I can outline. A good solution would need some theorems and proofs and need at least TeX for the typing, and I can't post TeX on HN.
The problem is essentially in the field of 'facility location' which is a topic in essentially optimization.
The problem statement is a mess, so bad we should not even address the problem. But to start to clean up the problem statement, consider the set of all points in the plane, points with coordinates (x,y) where both x and y are integers. Let's call this set of points the 'grid'.
The problem statement mentioned a "grid" but didn't give a solid definition. Bluntly, the people who wrote the problem don't know how to write math.
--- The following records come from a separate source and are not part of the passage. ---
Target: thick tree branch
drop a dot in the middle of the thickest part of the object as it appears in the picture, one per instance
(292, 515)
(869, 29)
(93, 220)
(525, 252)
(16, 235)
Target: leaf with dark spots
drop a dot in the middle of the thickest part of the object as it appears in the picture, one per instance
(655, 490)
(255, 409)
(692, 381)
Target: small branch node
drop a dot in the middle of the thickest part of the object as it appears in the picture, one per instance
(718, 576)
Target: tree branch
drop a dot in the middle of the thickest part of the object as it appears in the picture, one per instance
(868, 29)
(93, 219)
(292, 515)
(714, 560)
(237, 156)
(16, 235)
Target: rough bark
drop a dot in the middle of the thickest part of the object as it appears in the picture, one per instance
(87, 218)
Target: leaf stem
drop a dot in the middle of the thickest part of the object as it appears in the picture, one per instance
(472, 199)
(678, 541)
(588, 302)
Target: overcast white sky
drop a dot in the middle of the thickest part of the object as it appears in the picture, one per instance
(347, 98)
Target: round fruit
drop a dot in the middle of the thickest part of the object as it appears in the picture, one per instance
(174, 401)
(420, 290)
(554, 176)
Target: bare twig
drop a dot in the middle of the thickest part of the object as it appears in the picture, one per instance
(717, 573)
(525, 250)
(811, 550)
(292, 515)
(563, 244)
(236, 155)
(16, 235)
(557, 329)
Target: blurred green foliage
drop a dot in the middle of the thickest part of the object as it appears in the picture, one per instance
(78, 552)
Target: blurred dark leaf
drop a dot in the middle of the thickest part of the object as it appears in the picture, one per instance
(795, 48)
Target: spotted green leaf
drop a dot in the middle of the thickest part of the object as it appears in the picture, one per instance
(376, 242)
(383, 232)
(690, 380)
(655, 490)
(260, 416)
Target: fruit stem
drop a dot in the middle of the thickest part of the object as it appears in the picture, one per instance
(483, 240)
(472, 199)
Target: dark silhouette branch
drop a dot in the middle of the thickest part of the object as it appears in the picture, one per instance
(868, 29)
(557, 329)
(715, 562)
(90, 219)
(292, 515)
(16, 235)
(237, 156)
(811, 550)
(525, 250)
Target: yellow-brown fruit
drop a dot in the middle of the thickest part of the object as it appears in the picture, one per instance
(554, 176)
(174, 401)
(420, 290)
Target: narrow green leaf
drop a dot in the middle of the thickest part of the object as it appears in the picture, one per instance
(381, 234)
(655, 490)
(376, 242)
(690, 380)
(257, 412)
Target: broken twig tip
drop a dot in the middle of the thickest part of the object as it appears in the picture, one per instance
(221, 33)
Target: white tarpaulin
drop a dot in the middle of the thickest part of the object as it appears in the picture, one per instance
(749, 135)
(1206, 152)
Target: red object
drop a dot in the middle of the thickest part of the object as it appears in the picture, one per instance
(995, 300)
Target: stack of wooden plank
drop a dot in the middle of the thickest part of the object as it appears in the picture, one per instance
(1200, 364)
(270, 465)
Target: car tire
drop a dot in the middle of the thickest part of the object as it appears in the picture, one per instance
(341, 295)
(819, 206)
The problem also mentioned "cells", without even defining them. Even we give a definition, we don't need or want "cells". Uh, guys, it is just 100% absolutely, positively necessary to give precise definitions; intuition just doesn't work as a substitute!
So, for some positive integer n, there are n houses at distinct points in the grid.
Now the problem defines a 'distance' on the grid. For grid points P_1 = (x_1, y_1) and P_2 (x_2, y_2), the 'distance' from point P_1 to point P_2 is
d(P_1, P_2) = max(|x_1 - x_2|, |y_1 - y_2|)
Then easily enough,
d( P_1, P_2 ) = d( P_2, P_1 )
If we work at it, then we should be able to confirm that d is a 'metric'. For the main point left to show, that is the triangle inequality. A serious solution would show that we have a metric; e.g., a serious solution has some theorems and proofs and is not just some code. Sorry 'bout that!
Here let's just assume that d is a metric.
Next, let's assume that d can be extended to a metric on all of the plane. Yes, that would take more theorems and proofs.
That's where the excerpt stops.